As I was walking away, Shanika yelled that I better come see her for some free Egg McMuffins or hamburgers. I laughed at how absurd it was that she was thinking about anything other than her own pain and baby at that moment.
“She’ll be a great mom.” I told myself as I got back in my car.
Having been through four births in my life, minus my own, I was pretty sure that Shanika was going to be leaving the hospital in a few days as a new mom, so I was more than a little surprised to see her at work the very next day.
I looked at her and said, “What the fuck?” as I pointed towards her belly.
“Was that you yesterday?” She asked.
She ran from around the counter and nearly knocked me over with a bear hug that was completely awkward and wonderful at the same time. She smelled of french fries and milkshakes, so I loved her for that.
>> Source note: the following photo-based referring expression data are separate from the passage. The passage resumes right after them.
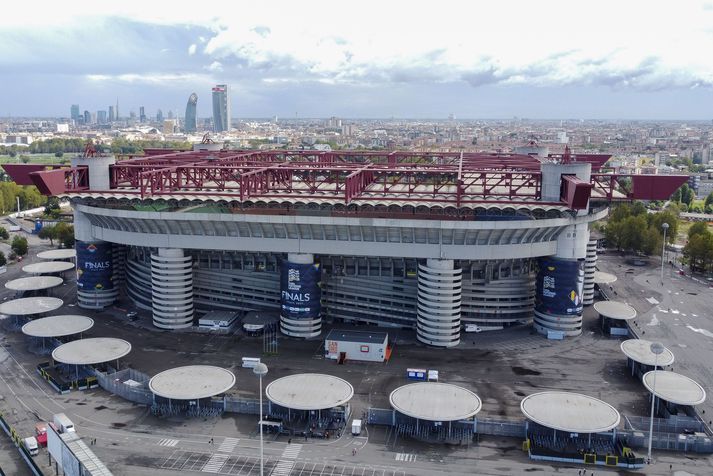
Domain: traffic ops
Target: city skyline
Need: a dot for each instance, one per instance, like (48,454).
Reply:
(628,60)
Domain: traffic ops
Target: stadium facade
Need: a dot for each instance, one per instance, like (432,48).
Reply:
(419,240)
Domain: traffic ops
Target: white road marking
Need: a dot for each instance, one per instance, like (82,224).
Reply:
(228,445)
(405,457)
(215,463)
(705,332)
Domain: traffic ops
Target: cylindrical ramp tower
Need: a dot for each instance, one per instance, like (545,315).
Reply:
(590,267)
(95,286)
(172,289)
(439,300)
(558,299)
(300,296)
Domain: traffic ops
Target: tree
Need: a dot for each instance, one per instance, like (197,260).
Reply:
(48,233)
(19,245)
(65,234)
(52,209)
(697,228)
(686,194)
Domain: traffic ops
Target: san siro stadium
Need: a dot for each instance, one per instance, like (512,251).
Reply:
(428,241)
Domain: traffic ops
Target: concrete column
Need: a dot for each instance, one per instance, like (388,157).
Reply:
(98,170)
(590,266)
(95,287)
(300,296)
(438,303)
(172,289)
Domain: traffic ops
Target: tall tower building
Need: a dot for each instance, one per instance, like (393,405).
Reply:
(191,122)
(221,108)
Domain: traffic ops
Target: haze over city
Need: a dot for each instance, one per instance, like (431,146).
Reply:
(628,60)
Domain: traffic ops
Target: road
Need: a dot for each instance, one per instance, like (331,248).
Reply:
(678,313)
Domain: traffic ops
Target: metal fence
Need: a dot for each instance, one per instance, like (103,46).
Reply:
(115,383)
(672,424)
(247,406)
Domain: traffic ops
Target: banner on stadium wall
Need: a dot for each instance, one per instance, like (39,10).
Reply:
(94,265)
(559,286)
(300,291)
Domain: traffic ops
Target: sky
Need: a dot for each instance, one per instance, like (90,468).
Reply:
(573,59)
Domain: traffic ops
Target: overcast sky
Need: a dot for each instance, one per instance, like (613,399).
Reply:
(486,59)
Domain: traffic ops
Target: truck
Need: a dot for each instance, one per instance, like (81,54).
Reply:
(30,444)
(356,427)
(41,433)
(63,424)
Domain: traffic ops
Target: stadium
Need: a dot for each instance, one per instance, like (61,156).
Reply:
(427,241)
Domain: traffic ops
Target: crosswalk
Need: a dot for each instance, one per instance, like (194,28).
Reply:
(168,442)
(405,457)
(292,451)
(215,463)
(228,445)
(286,463)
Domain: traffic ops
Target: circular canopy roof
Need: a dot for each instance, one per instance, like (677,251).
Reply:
(309,391)
(435,401)
(675,388)
(30,306)
(57,326)
(571,412)
(639,350)
(192,382)
(34,283)
(615,310)
(57,254)
(91,351)
(47,267)
(601,277)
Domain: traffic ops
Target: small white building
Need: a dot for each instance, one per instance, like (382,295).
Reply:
(347,344)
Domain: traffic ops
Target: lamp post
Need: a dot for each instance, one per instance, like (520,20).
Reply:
(260,370)
(657,349)
(664,225)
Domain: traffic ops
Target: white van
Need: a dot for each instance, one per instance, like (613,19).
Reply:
(63,424)
(356,427)
(473,328)
(30,444)
(250,362)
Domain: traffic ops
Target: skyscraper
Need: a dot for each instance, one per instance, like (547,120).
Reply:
(191,123)
(221,108)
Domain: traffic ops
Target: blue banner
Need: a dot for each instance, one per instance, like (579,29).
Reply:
(94,265)
(300,291)
(559,286)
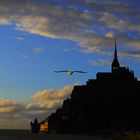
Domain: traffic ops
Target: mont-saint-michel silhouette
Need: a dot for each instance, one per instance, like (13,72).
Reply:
(109,103)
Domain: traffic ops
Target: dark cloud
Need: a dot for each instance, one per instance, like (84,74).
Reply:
(84,21)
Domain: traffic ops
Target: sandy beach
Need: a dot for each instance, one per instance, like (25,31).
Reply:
(25,135)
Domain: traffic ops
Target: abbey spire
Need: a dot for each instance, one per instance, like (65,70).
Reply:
(115,63)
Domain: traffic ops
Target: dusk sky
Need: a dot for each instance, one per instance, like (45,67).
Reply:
(38,37)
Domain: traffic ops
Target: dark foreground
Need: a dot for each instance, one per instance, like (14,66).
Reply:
(25,135)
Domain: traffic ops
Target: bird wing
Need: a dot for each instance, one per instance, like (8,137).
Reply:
(61,71)
(80,71)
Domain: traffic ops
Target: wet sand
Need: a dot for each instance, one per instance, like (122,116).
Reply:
(25,135)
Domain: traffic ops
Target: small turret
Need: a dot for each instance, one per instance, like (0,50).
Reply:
(115,63)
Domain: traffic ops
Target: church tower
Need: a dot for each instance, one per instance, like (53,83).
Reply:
(115,64)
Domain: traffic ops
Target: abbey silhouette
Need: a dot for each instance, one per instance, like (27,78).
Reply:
(109,103)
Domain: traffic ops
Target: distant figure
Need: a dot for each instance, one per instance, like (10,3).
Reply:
(35,127)
(70,72)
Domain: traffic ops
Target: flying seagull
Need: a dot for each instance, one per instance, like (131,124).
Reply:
(70,72)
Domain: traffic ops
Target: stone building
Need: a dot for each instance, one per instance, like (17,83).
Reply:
(111,102)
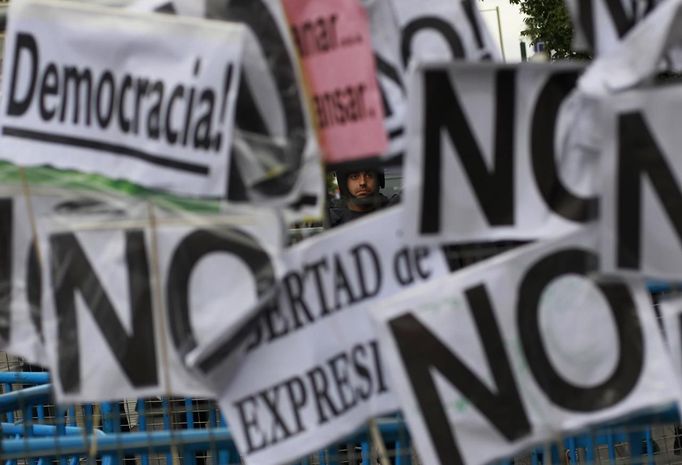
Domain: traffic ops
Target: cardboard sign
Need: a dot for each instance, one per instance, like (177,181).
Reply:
(116,326)
(324,375)
(154,107)
(521,348)
(491,154)
(334,46)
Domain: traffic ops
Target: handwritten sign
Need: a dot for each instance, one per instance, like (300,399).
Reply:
(333,41)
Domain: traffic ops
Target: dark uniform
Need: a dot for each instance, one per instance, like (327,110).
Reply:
(339,213)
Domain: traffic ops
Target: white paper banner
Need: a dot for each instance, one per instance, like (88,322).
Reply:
(523,347)
(312,373)
(117,328)
(20,276)
(671,312)
(490,154)
(277,160)
(404,31)
(155,106)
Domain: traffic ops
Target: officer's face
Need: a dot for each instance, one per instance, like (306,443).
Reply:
(362,183)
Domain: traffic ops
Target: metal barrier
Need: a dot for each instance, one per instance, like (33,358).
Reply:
(192,431)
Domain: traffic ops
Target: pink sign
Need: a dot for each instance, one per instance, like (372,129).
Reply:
(334,44)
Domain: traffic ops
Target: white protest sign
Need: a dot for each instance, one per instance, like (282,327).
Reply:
(118,327)
(276,159)
(671,313)
(636,136)
(406,30)
(487,146)
(519,349)
(312,371)
(20,283)
(155,106)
“I didn’t do anything, dear. I just held your hand for a minute while you crushed my bones with your strong, pregnant lady grip. How are you not holding a new baby right now?”
She smiled a wonderfully huge smile and told me that the baby was just in a weird position or something and that’s what was causing her pain.
She also said that she had sat in that chair for several minutes in pain surrounded by neighbors and her own baby daddy to be, and not a single one of them touched her or tried to comfort her from any closer than ten feet away.
“I think he was scared. You were yelling at him pretty good. Understandably so though.” I was trying to stick up for the poor bastard.
She said that when I offered her my hand, she was so grateful and relieved. She said she felt safe.
“Awe. That’s really sweet, Shanika. You just made my whole week. Do I get free egg McMuffins today?”
She laughed, nodded her head and took my hand to lead me to the register. Her hand was soft and warm, with just the right amount of squeezing this time. “She really is going to be a great mom,” I thought again.
They were the best egg mcmuffins ever.